Other targeted agents: Mammalian target of rapamycin (mTOR) is a serine/threonine kinase that integrates multiple signals from growth factors and hormones and plays a central role in the control of cell survival, hyperplasia, apoptosis, and other important physiological functions critical to tumorigenesis and cancer development, and is thus a potential target of anti-cancer therapy[71]. The first mTOR targeting agent was everolimus, an oral mTOR serine/threonine kinase inhibitor approved for the treatment of renal cell carcinoma, breast cancer, and progressive neuroendocrine tumors of pancreatic origin[72-74]. A phase II study performed by Doi et al[75], in 53 patients with previously treated metastatic gastric cancer, reported that the median PFS and OS times were 2.7 and 10.1 mo, respectively, with good tolerability. A subsequent phase III GRANITE-1 trial evaluated everolimus or BSC plus placebo in 656 previously treated advanced gastric cancer patients and the results of this trial showed insignificant benefit for the median OS (5.39 mo) in the everolimus arm when compared to the placebo arm (4.3 mo, P = 0.1244). On the other hand, promising results regarding PFS with everolimus treatment were reported in this study. The median PFS time was 1.68 mo in patients who received everolimus compared with patients treated with placebo (1.41 mo, HR = 0.68, P < 0.0001)[76]. There are currently several ongoing phase II and III studies in metastatic gastroesophageal adenocarcinoma patients comparing everolimus combined with paclitaxel, 5-FU, cisplatin, leucovorin and capecitabine (NCT01248403, NCT00632268, NCT01099527).

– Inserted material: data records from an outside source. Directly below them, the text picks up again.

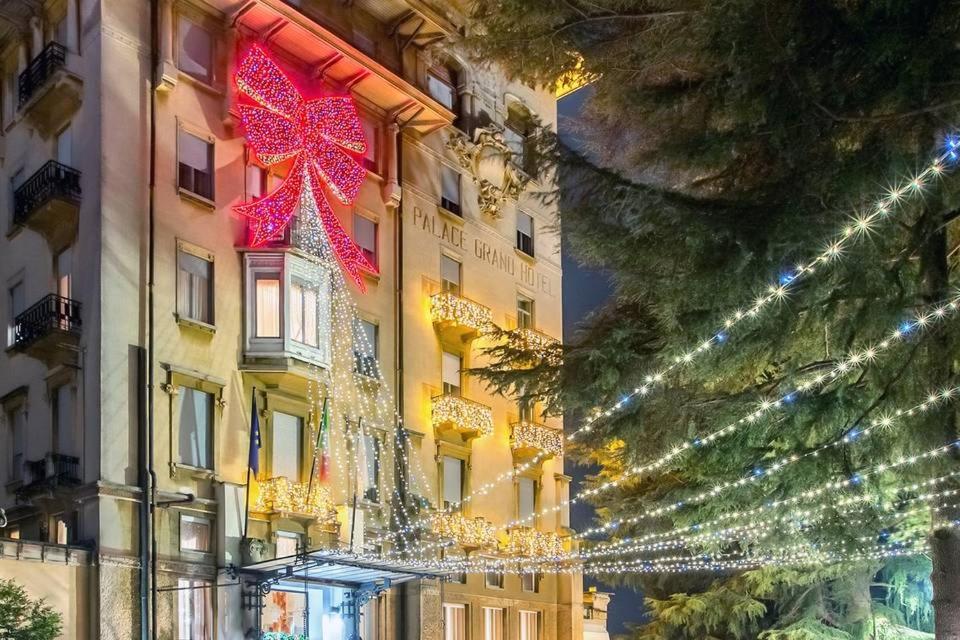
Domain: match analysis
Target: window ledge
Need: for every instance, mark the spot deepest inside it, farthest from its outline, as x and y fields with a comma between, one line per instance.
x=197, y=325
x=196, y=198
x=525, y=256
x=446, y=213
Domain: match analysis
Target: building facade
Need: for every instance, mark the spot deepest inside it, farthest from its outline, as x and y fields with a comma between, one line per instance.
x=146, y=334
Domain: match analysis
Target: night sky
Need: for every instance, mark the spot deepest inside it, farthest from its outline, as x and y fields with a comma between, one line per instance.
x=583, y=291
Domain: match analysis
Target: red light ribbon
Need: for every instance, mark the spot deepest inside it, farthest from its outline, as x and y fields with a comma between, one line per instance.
x=319, y=135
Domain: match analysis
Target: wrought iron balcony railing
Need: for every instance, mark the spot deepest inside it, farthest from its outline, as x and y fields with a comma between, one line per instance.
x=53, y=181
x=532, y=438
x=40, y=70
x=52, y=471
x=51, y=314
x=450, y=310
x=467, y=417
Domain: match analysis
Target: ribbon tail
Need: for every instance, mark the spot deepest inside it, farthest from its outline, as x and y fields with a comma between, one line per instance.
x=272, y=213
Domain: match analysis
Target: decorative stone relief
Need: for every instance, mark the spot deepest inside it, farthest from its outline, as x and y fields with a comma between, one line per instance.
x=489, y=162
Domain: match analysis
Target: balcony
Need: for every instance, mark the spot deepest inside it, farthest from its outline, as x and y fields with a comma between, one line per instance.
x=49, y=330
x=49, y=203
x=51, y=472
x=48, y=92
x=471, y=533
x=291, y=499
x=458, y=317
x=527, y=542
x=529, y=439
x=465, y=417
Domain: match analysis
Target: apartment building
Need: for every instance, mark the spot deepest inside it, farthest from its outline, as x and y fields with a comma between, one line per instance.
x=149, y=328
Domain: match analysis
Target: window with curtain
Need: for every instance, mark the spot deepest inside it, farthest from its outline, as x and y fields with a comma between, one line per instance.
x=526, y=498
x=529, y=625
x=194, y=613
x=365, y=234
x=492, y=623
x=267, y=303
x=450, y=189
x=454, y=622
x=195, y=533
x=196, y=427
x=524, y=313
x=452, y=481
x=195, y=50
x=195, y=164
x=286, y=450
x=450, y=270
x=525, y=233
x=450, y=373
x=194, y=287
x=304, y=307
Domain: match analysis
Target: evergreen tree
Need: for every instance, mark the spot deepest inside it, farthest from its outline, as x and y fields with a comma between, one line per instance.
x=726, y=142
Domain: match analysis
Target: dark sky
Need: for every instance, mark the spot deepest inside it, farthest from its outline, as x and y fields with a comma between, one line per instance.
x=583, y=291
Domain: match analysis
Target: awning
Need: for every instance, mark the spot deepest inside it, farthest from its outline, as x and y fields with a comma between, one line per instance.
x=336, y=569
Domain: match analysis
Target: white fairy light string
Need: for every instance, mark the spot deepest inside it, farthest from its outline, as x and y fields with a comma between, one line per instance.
x=861, y=224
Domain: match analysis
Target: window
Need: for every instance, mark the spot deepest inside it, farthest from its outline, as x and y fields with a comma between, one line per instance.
x=366, y=350
x=256, y=181
x=525, y=233
x=494, y=579
x=195, y=52
x=450, y=189
x=371, y=466
x=526, y=498
x=304, y=312
x=492, y=623
x=16, y=434
x=195, y=164
x=64, y=433
x=196, y=427
x=450, y=374
x=524, y=313
x=442, y=86
x=452, y=481
x=454, y=622
x=288, y=544
x=194, y=613
x=529, y=625
x=195, y=533
x=194, y=286
x=450, y=270
x=365, y=232
x=286, y=451
x=16, y=298
x=530, y=582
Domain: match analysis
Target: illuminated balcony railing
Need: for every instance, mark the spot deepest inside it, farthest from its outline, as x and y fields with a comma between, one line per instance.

c-MET (mesenchymal-epithelial transition factor) is an oncogene encoding membrane TK receptor, and binding of hepatocyte growth factor (HGF), its ligand, to the receptor TK MET is implicated in the malignant process of multiple cancers, making disruption of this interaction a promising therapeutic strategy. MET expression or amplification has been found to be associated with poor prognosis in gastric cancer[77,78]. Onartuzumab is a humanized, monovalent (one-armed) monoclonal antibody against the MET receptor and blocks HGF binding to MET. The efficacy and safety of onartuzumab in combination with mFOLFOX6 in patients with metastatic HER2-negative gastroesophageal adenocarcinoma is currently being evaluated in phase II and III trials (NCT01590719, NCT01662869). Rilotumumab is another human monoclonal antibody (IgG2) against HGF that blocks binding of HGF to its receptor MET, inhibiting HGF/MET-driven activities in cells. A phase II, double-blind, randomized study evaluated the efficacy and safety of rilotumumab with ECX regimen in patients with previously untreated metastatic gastroesophageal adenocarcinoma. The primary results of this study showed that the primary endpoint of PFS showed a tendency for a better outcome with rilotumumab plus ECX. The addition of rilotumumab to chemotherapy improved the median PFS from 4.2 to 5.6 mo (HR = 0.64). The secondary endpoint of OS also trended in favor of rilotumumab, with an improved median OS from 8.9 to 11.1 mo (HR = 0.73). The most common adverse events seen in the rilotumumab plus ECX arms were peripheral edema, neutropenia, anemia, thrombocytopenia and deep vein thrombosis. An exploratory analysis according to the MET protein expression level was presented at the 2012 ASCO annual meeting[79]. The addition of rilotumumab to ECX chemotherapy in patients with gastric tumors with high MET expression improved the median OS from 5.7 to 11.1 mo (HR = 0.29, P = 0.012). Conversely, in patients with gastric tumors with low MET expression, the addition of rilotumumab to chemotherapy was associated with a trend towards unfavorable OS (HR = 1.84). These results have led to a phase III study to confirm the efficacy of rilotumumab in advanced esophagogastric cancer with high MET expression. This study is currently ongoing (RILOMET-1 trial, NCT01697072).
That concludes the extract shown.